Understanding the role of the intercept when fitting an ANOVA
The default option (under Model) in SPSS UNIVARIATE (between subjects ANOVA) is to include the intercept and, indeed, the intercept should be included in ANOVA models. The intercept represents the overall (or grand) mean of the data and is usually a nuisance parameter in that it is not of interest in itself (testing only if the overall mean is zero) but is there to make sure our other model terms (such as group effects) test what they should be testing.
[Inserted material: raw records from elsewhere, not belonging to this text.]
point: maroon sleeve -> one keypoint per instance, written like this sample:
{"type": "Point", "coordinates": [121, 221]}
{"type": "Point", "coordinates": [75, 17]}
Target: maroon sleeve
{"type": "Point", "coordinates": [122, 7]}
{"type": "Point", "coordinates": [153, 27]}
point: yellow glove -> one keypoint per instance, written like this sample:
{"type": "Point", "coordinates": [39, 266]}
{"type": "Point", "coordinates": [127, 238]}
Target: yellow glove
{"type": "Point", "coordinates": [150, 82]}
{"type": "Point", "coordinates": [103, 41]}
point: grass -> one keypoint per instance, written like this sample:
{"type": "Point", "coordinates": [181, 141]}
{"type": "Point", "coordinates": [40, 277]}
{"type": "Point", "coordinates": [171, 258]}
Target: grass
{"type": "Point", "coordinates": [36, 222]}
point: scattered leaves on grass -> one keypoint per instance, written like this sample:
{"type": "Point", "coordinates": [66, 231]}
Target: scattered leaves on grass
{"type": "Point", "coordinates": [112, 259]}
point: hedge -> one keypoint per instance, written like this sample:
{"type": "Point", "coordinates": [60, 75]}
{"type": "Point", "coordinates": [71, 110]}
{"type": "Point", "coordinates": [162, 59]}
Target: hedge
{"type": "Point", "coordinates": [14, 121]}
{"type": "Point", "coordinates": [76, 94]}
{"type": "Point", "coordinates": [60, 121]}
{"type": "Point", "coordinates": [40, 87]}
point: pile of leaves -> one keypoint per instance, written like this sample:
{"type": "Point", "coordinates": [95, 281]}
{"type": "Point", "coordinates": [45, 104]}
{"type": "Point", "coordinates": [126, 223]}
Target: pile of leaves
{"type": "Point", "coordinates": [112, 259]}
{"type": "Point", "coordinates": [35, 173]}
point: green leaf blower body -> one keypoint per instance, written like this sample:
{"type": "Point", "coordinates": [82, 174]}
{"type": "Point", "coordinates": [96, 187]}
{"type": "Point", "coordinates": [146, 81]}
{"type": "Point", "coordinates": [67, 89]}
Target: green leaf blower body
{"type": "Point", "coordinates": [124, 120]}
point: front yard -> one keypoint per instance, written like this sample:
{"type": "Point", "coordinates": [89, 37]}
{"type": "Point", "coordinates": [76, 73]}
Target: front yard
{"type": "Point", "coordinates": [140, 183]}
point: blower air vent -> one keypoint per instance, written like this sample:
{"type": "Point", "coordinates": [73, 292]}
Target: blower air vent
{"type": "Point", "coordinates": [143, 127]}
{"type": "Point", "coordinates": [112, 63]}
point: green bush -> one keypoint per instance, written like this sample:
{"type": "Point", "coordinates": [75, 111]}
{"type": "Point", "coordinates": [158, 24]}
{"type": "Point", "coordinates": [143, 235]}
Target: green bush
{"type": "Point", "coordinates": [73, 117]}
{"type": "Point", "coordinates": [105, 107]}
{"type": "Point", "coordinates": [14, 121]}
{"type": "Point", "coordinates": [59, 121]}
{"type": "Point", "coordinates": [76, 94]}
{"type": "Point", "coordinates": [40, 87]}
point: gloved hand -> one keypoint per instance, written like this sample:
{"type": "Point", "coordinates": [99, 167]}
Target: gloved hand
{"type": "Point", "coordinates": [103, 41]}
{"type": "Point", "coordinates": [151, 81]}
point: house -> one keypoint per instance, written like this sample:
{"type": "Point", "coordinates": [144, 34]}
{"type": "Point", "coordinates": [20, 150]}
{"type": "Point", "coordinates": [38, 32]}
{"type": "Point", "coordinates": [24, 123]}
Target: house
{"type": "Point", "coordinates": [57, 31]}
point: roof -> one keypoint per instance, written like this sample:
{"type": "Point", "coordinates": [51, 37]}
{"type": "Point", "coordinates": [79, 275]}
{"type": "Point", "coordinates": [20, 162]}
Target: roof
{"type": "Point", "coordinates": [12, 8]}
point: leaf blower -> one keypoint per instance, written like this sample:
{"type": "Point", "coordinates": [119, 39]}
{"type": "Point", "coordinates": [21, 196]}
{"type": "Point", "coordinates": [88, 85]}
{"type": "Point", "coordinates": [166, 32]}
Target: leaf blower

To see this consider the regression (GLM) which is being fitted. Suppose we have a single between subjects group factor, i, with two levels, whose means we wish to compare.
Then we may write the below:
Expected value of outcome = intercept + alpha i where i equals 0 if the observation is from group 1 or 0 if it is from group 2 and alpha is the group regression estimate.
It follows
group one sample mean = intercept + alpha
group two sample mean = intercept
so alpha = the difference in the two group sample means which is the group effect as we would expect.
Now let's drop the intercept term:
group one sample mean = alpha
group two sample mean = 0
so now alpha = the group one sample mean which corresponds to a one-sample t-test of whether the group one mean is equal to zero. Since alpha no longer compares the two group means it no longer represents the group 'effect'.